Sa conception posait que : ceux qui s’attachent par profession à la Médecine et à la Physique doivent au moins connaître les plantes qu’ils ordonnent tous les jours et celles qui renferment des phénomènes dignes de leur attention.
La construction ne sera solide que si les fondements sont bien assurés. Il s’est employé à ce qu’ils le soient, fût-ce au détriment d’une souplesse et d’une profondeur dont le génie d’un John Ray se para. C’est précisément là, ainsi éclairé et circonscrit en de strictes limites, que Tournefort m’apparaît comme le fondateur d’une discipline, la Systématique.

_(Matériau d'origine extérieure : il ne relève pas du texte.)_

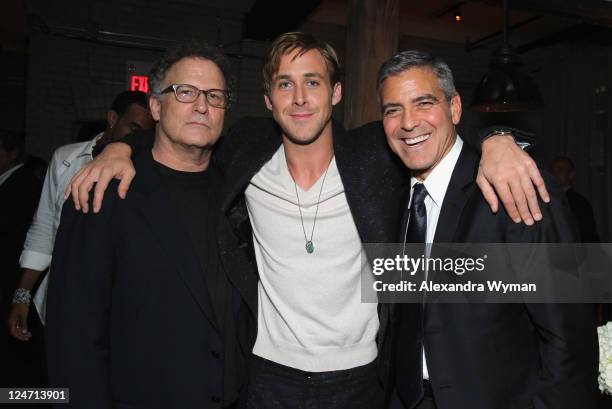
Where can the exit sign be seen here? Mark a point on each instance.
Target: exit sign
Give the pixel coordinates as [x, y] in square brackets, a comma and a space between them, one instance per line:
[137, 75]
[139, 83]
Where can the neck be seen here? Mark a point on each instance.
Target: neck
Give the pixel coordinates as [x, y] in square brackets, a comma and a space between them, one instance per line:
[107, 136]
[307, 163]
[422, 174]
[180, 157]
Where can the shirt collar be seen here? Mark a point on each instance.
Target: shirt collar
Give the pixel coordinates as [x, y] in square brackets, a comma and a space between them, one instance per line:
[88, 149]
[439, 178]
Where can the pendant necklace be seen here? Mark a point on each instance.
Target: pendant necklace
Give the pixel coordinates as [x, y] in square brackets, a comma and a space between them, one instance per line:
[309, 245]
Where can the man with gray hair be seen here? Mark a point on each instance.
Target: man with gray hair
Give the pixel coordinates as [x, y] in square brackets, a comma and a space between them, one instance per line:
[478, 356]
[137, 306]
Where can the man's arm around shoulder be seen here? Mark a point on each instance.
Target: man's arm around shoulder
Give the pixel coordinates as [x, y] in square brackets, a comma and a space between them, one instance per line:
[79, 304]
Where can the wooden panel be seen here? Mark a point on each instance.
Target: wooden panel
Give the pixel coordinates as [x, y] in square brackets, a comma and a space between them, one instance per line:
[372, 37]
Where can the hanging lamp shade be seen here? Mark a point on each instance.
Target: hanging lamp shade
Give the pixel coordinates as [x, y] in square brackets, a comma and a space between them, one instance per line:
[506, 87]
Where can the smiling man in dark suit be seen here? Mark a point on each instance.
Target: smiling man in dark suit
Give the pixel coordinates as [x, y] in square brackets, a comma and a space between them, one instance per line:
[478, 356]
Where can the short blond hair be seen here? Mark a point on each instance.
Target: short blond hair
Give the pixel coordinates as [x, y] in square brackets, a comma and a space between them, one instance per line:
[287, 43]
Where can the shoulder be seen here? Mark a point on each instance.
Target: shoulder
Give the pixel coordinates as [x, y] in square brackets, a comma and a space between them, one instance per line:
[247, 137]
[66, 151]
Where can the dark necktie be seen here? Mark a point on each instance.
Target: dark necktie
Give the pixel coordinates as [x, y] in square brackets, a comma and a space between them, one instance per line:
[417, 224]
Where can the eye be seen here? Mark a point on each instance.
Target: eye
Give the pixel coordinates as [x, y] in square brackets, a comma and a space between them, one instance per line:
[215, 96]
[185, 93]
[425, 104]
[391, 112]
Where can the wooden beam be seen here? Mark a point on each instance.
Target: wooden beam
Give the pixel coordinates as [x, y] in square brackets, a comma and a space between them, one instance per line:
[372, 37]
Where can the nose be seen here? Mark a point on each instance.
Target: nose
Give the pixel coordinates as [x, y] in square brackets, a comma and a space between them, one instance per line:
[201, 104]
[299, 95]
[409, 121]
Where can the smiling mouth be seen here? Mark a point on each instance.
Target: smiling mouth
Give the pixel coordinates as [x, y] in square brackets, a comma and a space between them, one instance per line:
[417, 140]
[301, 115]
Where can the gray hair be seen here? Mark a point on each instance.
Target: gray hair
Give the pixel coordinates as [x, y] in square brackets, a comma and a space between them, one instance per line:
[417, 59]
[190, 49]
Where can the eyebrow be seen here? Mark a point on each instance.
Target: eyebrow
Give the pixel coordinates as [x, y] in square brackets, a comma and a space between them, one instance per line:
[426, 97]
[390, 105]
[307, 75]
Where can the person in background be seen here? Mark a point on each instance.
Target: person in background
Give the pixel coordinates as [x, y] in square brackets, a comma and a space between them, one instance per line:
[19, 192]
[128, 113]
[564, 171]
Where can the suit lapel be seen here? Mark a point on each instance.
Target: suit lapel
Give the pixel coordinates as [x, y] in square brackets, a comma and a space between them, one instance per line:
[240, 164]
[160, 214]
[456, 195]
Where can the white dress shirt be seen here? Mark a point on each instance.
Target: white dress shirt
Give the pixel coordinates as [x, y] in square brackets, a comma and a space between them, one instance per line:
[38, 246]
[436, 184]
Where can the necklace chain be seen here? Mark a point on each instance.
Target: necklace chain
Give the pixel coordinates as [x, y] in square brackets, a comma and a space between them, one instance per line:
[309, 245]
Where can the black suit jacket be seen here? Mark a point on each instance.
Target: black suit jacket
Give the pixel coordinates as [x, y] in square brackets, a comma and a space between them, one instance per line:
[130, 320]
[585, 219]
[506, 356]
[372, 179]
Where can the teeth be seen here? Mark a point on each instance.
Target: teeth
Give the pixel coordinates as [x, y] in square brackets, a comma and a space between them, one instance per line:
[414, 141]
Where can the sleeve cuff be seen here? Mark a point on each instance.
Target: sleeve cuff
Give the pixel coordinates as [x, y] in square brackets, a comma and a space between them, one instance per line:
[34, 260]
[525, 140]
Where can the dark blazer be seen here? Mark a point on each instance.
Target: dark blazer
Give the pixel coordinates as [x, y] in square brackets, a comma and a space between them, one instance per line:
[585, 219]
[506, 356]
[130, 320]
[372, 180]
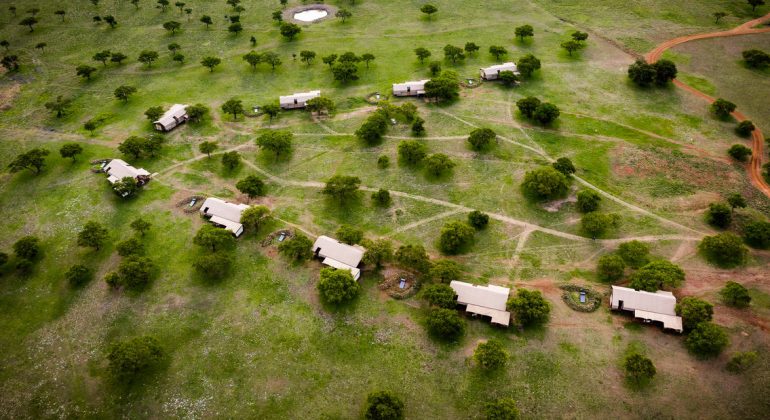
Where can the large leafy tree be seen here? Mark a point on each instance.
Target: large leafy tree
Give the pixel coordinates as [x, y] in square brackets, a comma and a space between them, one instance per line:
[337, 286]
[529, 307]
[657, 275]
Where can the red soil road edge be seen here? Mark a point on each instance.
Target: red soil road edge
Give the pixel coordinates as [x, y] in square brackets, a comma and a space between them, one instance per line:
[755, 166]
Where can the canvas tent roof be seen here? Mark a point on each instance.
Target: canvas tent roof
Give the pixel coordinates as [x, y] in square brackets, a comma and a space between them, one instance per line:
[224, 213]
[669, 321]
[416, 85]
[118, 169]
[301, 97]
[344, 253]
[483, 300]
[659, 302]
[493, 70]
[176, 110]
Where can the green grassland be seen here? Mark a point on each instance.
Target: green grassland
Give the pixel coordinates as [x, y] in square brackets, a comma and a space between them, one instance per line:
[260, 343]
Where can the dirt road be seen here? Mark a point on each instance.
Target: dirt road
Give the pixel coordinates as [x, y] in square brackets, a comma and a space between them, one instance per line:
[748, 28]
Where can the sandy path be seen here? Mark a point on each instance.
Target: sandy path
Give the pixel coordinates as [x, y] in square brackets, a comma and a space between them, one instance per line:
[755, 166]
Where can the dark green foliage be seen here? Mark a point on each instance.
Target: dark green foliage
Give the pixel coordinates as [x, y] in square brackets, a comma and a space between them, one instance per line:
[231, 160]
[252, 186]
[639, 369]
[634, 253]
[377, 252]
[210, 236]
[657, 275]
[131, 357]
[337, 286]
[757, 234]
[529, 307]
[735, 294]
[383, 405]
[78, 275]
[719, 215]
[254, 216]
[342, 188]
[610, 268]
[381, 197]
[444, 87]
[722, 108]
[297, 248]
[33, 159]
[445, 271]
[349, 235]
[744, 128]
[527, 65]
[490, 355]
[739, 152]
[565, 166]
[440, 295]
[70, 150]
[545, 183]
[707, 340]
[233, 106]
[131, 246]
[596, 224]
[92, 235]
[481, 139]
[741, 361]
[588, 201]
[478, 219]
[455, 237]
[725, 250]
[694, 311]
[502, 409]
[413, 256]
[140, 225]
[445, 324]
[412, 152]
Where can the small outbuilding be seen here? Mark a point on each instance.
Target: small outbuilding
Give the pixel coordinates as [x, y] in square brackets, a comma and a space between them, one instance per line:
[118, 169]
[414, 88]
[224, 214]
[486, 301]
[175, 116]
[493, 72]
[650, 307]
[339, 255]
[298, 100]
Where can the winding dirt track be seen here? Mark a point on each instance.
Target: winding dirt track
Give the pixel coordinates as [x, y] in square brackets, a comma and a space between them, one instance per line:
[755, 166]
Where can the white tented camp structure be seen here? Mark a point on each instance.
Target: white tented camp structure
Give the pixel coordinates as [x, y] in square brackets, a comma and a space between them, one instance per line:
[487, 301]
[224, 214]
[493, 72]
[298, 100]
[176, 115]
[414, 88]
[647, 306]
[339, 255]
[118, 169]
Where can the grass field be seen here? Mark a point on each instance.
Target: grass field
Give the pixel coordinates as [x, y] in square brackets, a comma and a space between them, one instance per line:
[260, 343]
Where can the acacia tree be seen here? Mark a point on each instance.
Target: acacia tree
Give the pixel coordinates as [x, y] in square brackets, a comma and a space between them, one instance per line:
[337, 286]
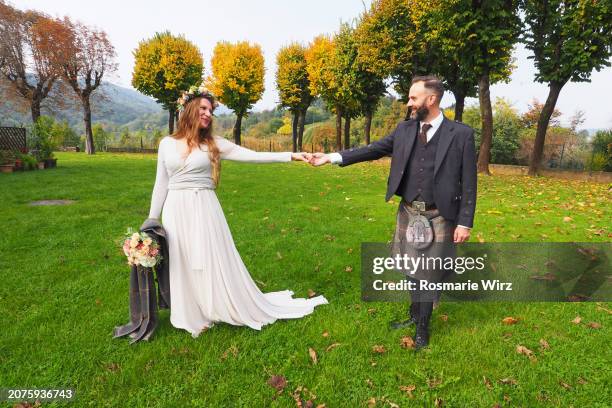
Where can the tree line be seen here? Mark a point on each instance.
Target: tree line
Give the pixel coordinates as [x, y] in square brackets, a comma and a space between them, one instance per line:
[467, 43]
[39, 52]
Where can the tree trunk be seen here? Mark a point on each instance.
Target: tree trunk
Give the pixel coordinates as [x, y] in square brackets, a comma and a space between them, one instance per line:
[89, 145]
[367, 126]
[301, 123]
[486, 113]
[459, 105]
[237, 128]
[294, 130]
[347, 132]
[338, 129]
[543, 120]
[171, 121]
[35, 108]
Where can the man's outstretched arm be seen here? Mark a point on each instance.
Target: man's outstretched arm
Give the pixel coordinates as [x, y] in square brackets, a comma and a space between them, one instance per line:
[373, 151]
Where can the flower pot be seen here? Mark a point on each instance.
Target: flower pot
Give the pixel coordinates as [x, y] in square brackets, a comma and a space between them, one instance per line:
[6, 168]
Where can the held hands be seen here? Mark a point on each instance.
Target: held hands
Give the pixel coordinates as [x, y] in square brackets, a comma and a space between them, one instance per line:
[316, 159]
[302, 156]
[319, 159]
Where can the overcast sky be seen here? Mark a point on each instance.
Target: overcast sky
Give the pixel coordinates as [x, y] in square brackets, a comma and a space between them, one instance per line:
[273, 24]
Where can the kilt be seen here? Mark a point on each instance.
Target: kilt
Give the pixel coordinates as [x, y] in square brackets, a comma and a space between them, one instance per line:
[441, 247]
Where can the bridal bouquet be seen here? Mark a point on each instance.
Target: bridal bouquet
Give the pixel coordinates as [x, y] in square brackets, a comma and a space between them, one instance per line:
[141, 249]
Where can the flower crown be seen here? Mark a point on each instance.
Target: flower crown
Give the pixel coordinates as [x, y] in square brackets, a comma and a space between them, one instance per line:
[196, 92]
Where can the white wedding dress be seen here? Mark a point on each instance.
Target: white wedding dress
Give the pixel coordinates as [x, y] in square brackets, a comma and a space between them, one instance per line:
[208, 281]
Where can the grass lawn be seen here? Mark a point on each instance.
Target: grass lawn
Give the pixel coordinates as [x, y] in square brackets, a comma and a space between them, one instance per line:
[64, 286]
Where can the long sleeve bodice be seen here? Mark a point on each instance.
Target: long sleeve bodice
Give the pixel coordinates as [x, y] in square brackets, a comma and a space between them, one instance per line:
[174, 173]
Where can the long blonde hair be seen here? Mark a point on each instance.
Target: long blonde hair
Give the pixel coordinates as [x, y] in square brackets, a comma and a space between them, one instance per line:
[189, 128]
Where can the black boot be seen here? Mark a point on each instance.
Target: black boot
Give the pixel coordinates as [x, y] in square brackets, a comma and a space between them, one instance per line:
[412, 313]
[421, 338]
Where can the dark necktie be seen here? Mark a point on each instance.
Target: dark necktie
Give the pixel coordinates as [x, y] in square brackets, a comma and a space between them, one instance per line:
[423, 134]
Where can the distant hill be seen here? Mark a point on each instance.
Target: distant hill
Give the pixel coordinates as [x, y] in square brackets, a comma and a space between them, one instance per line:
[111, 104]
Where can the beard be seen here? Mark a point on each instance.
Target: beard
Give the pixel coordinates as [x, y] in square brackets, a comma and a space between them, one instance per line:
[419, 114]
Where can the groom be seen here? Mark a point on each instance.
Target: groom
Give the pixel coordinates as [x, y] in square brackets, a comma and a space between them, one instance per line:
[433, 170]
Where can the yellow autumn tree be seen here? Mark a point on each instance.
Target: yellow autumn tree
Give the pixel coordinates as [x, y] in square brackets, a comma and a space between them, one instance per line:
[166, 65]
[294, 87]
[321, 63]
[237, 78]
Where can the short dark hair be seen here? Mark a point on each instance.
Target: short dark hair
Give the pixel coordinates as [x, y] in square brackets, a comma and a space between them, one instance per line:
[432, 83]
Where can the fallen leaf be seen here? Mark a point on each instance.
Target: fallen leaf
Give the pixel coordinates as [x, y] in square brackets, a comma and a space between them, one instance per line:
[313, 355]
[599, 307]
[434, 382]
[487, 383]
[547, 277]
[509, 320]
[577, 298]
[278, 382]
[379, 349]
[233, 350]
[408, 389]
[507, 381]
[332, 346]
[407, 342]
[524, 350]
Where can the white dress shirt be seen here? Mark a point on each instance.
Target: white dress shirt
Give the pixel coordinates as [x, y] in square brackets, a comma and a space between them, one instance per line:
[336, 158]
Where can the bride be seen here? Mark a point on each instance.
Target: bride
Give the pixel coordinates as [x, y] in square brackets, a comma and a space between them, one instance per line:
[209, 283]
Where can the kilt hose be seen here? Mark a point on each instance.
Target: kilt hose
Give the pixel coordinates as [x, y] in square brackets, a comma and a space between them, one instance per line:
[442, 246]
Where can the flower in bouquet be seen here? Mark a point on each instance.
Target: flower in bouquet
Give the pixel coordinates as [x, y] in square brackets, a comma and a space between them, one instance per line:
[141, 249]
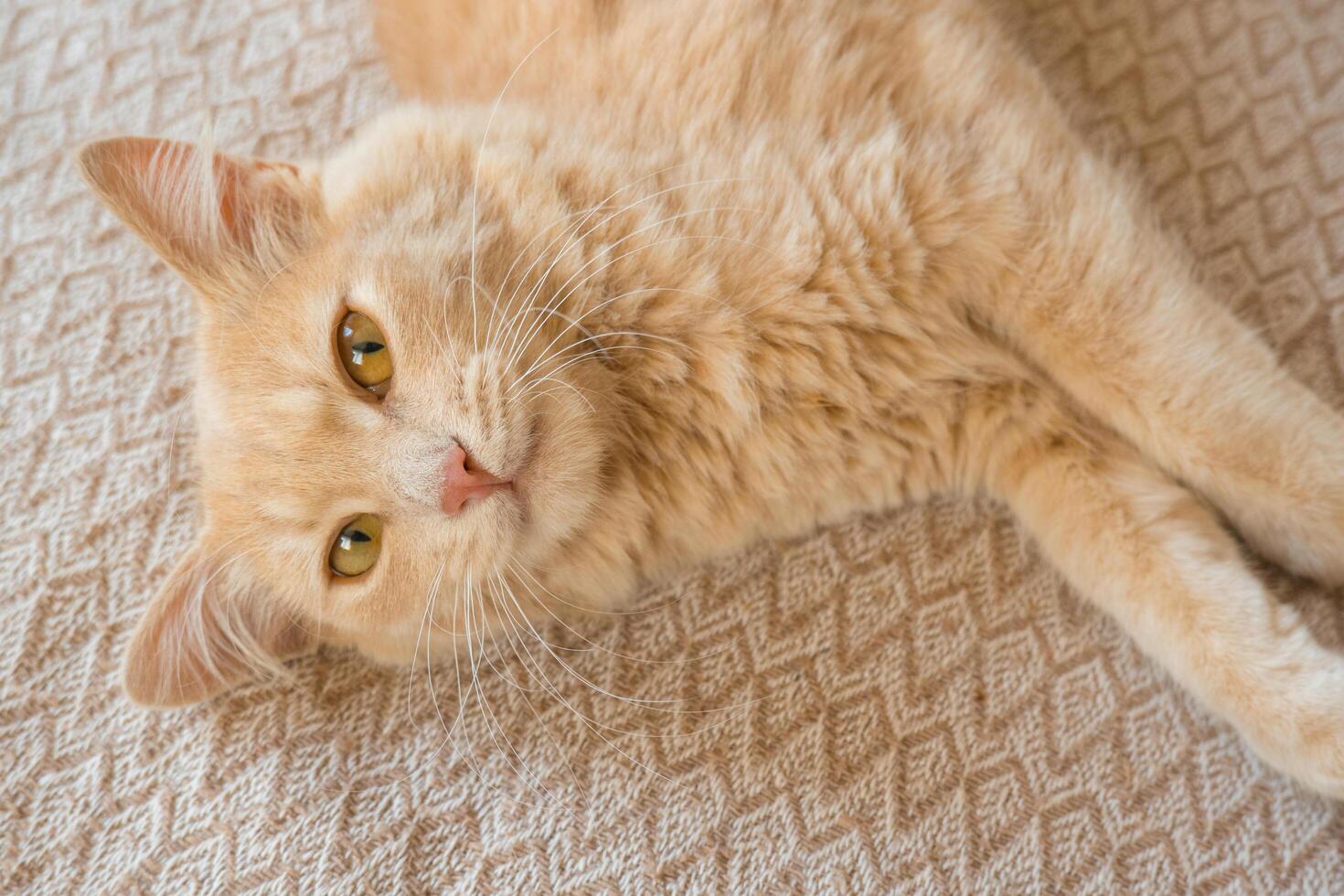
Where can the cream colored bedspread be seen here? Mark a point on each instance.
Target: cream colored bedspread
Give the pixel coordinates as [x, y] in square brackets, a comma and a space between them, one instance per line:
[914, 701]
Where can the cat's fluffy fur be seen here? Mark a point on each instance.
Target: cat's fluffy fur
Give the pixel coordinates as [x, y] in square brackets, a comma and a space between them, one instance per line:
[709, 272]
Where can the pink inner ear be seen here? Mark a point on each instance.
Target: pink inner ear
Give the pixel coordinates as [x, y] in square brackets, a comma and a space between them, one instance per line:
[237, 194]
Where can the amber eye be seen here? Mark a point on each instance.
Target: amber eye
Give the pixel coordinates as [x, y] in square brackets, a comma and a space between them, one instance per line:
[355, 549]
[363, 352]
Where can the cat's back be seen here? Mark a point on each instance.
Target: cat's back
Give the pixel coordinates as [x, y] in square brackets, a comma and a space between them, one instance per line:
[695, 63]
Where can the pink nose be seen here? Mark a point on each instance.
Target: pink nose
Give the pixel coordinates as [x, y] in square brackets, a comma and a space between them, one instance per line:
[464, 484]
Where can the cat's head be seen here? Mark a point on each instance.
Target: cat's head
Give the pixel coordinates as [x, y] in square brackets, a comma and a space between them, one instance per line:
[385, 417]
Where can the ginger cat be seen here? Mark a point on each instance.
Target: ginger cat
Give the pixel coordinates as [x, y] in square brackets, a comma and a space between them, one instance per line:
[636, 283]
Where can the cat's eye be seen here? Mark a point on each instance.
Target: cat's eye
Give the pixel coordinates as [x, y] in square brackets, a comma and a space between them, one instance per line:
[355, 549]
[363, 354]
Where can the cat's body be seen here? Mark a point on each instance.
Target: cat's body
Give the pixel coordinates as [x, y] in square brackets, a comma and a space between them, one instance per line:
[778, 263]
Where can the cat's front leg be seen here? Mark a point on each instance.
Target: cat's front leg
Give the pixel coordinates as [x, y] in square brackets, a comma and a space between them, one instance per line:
[1113, 315]
[1147, 551]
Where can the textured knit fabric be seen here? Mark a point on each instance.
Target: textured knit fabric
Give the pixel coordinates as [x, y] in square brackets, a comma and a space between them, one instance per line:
[902, 703]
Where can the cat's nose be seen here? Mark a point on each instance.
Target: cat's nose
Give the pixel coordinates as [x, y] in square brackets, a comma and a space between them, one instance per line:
[465, 483]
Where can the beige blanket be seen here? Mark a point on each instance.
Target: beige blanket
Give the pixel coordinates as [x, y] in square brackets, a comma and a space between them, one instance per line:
[902, 703]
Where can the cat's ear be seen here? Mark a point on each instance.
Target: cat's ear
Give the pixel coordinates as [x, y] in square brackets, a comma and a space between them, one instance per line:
[220, 220]
[206, 632]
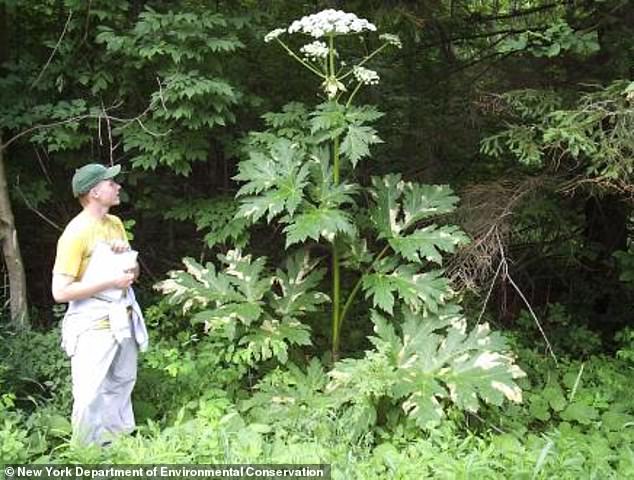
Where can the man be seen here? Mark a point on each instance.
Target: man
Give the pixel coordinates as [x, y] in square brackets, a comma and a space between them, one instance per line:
[102, 336]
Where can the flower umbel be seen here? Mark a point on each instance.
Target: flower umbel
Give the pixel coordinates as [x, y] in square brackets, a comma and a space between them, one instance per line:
[331, 22]
[332, 86]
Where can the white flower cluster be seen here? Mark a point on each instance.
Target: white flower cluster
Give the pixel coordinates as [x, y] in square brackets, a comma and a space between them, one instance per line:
[273, 34]
[315, 50]
[365, 75]
[392, 39]
[329, 22]
[332, 86]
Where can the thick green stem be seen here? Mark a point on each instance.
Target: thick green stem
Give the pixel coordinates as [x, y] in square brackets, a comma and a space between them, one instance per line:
[354, 92]
[336, 279]
[357, 287]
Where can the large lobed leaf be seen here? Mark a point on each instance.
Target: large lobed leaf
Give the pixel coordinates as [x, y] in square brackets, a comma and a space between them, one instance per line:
[425, 290]
[243, 302]
[398, 208]
[275, 181]
[432, 359]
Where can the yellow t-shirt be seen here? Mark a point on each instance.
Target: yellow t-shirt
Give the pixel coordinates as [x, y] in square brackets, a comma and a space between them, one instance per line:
[74, 247]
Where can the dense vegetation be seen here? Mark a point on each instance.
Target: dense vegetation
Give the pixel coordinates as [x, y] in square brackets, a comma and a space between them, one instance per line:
[404, 249]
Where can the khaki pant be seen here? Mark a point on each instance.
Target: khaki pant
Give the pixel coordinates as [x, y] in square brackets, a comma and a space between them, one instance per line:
[103, 373]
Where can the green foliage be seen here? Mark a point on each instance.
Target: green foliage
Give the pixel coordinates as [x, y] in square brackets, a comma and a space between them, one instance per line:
[567, 334]
[216, 217]
[594, 129]
[430, 360]
[558, 39]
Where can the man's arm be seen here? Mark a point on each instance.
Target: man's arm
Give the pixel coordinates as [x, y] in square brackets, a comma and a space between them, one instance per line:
[66, 288]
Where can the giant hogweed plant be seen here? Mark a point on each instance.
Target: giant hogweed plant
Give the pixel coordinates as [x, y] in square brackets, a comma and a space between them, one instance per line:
[300, 174]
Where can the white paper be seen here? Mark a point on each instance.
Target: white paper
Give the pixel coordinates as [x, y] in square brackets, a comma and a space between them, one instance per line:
[104, 263]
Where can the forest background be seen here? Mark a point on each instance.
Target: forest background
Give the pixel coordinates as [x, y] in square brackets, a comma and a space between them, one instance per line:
[521, 110]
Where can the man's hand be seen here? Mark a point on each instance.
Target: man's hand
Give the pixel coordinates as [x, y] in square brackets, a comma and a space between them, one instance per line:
[119, 246]
[123, 281]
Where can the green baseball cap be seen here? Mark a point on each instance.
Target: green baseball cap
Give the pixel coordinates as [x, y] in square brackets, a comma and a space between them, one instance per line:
[90, 175]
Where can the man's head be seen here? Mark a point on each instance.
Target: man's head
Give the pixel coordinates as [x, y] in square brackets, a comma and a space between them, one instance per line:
[97, 181]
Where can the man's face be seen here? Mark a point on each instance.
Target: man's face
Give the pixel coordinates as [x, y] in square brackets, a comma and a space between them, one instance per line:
[106, 192]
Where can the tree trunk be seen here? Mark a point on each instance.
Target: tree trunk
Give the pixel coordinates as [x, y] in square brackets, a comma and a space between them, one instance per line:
[11, 252]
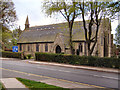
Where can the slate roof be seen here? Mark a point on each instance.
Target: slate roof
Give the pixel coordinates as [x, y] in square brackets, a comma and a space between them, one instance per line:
[47, 33]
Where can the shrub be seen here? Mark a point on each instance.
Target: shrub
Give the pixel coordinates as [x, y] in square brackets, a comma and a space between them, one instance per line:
[79, 60]
[11, 54]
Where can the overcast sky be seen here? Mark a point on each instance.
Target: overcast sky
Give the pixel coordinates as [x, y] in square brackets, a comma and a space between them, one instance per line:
[33, 8]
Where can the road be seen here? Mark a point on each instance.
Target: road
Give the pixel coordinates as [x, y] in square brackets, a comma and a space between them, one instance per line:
[15, 68]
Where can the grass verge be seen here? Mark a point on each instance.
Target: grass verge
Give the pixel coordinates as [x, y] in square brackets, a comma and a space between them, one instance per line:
[38, 85]
[1, 86]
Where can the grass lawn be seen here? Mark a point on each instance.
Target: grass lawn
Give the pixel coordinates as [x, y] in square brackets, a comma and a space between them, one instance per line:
[1, 86]
[38, 85]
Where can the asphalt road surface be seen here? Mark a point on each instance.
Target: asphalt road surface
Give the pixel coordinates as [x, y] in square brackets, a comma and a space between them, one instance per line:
[15, 68]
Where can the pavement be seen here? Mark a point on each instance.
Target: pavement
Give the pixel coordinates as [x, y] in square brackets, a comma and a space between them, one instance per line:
[14, 83]
[99, 69]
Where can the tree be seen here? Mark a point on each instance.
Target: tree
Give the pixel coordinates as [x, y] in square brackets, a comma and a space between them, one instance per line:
[67, 10]
[96, 11]
[117, 36]
[7, 19]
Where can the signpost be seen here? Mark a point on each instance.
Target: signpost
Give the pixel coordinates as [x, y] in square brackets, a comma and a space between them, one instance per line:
[15, 49]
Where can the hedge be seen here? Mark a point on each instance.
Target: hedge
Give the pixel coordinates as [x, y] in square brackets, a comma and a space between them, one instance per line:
[79, 60]
[11, 54]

Nous avons affaire, avec Tournefort, à une espèce de sage fort érudit qui prononce des paroles pleines de simplicité, de bon sens et d’une assurance éclairée. Il veut la lumière et se montre satisfait du critère de la réussite pratique. C’est un réaliste dans le sens commun du terme et dans son sens philosophique. La pérennité et la fécondité de son œuvre répondent par ailleurs du bien-fondé de sa démarche. Selon que l’on mettra l’accent sur l’un ou l’autre aspect de ses travaux, les jugements seront partagés. Mais que Tournefort représentât une très belle et très pure figure du XVIIe siècle, nul ne le contestera. » Jean-F. Leroy.
Précieux et superbe exemplaire dédicacé au roi Louis XIV revêtu d’un élégant maroquin rouge décoré de l’époque particulièrement grand de marges (hauteur : 217 mm contre 204 mm pour l’exemplaire Barbet relié par Chilliat décrit dans notre catalogue publié en 2019).
Provenance : Grégoire, rue du Coq près du Louvre, n° 135 bis (étiquette).